Sower


on view until February 9, 2020

Mo Kong
Christie Neptune
Ranee Henderson
Anjuli Rathod
Zoe Avery Nelson
Raya Terran
Tammy Nguyen
Beverly Acha
Sonia Louise Davis
Jordan Sullivan


Inspired by Octavia Butler's Parable of the Sower, Sower brings together ten artists working with themes of abstraction, migration, and the fragmented body.
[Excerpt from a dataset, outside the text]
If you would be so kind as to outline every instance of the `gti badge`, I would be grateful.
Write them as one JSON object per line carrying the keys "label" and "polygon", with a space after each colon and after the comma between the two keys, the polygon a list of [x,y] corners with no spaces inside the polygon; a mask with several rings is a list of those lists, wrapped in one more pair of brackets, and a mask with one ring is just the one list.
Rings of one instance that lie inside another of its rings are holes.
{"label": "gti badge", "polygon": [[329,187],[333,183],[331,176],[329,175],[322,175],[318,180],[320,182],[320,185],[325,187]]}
In Butler's science fiction classic, she predicts a dystopian future fueled by a deteriorating climate where uncontrollable fires, inequality and gated communities cause untold chaos. The protagonist, Lauren Olamina, is a teenager forced to migrate and in the process forges a new religion centered on the idea that "God is Change". Parable of the Sower feels especially prescient to our times and brings out urgent notions of resistance in the works of the artists in the show. How to resist the rise of totalitarianism? How to reveal the precariousness of our communities? How to share in our individual struggles and traumas? The book posits a not too distant future (2024) where walls are an instrument of police states struggling to sustain a broken earth in another prophetic parallel to our current times. In Sower, works push back against this impulse to alienate and keep out; abstraction becomes a counterpoint to fixity.

All that you touch
You Change.

All that you Change
Changes you.

The only lasting truth
Is Change.

God
Is Change.

excerpt from Octavia Butler, Parable of the Sower, opening poem in Chapter 1

Mo Kong is a multidisciplinary artist, researcher. They are currently residing in Brooklyn, NY. They received his MFA from Rhode Island School of Design. Their work always deeply impacted by the social events, coded by the “educational information system” to post questions about the current politic environment. Their research led process usually takes the form of large scale installations involving science research and multiple journalism perspectives in which they challenges key issues of the day using complex narratives that synthesis the past with the present.The systems they build normally merged multiple environmental crisis and social politic issues, through the scientific researching and social investigate, they find the similarity of two systems and bring them to one narrative storyline . They have been the subject of solo exhibition at CUE Art Foundation, New York, Artericambi Gallery, Verona and Chashama, New York. Their work has been included in Queens Museum, RISD Museum, Make Room Gallery. They also received fellowship from Skowhegan School of Painting & Sculpture, Triangle art association,Mass Moca Studio Residency,Vermont Studio Center, Gibney Performance Center and Chashama. Their work mentioned in Brand New Art From China (Barbara Pollack) , Hyperallergic, Artforum, Cultured magazine, Artnews, CoBo Social, Wall street International, etc.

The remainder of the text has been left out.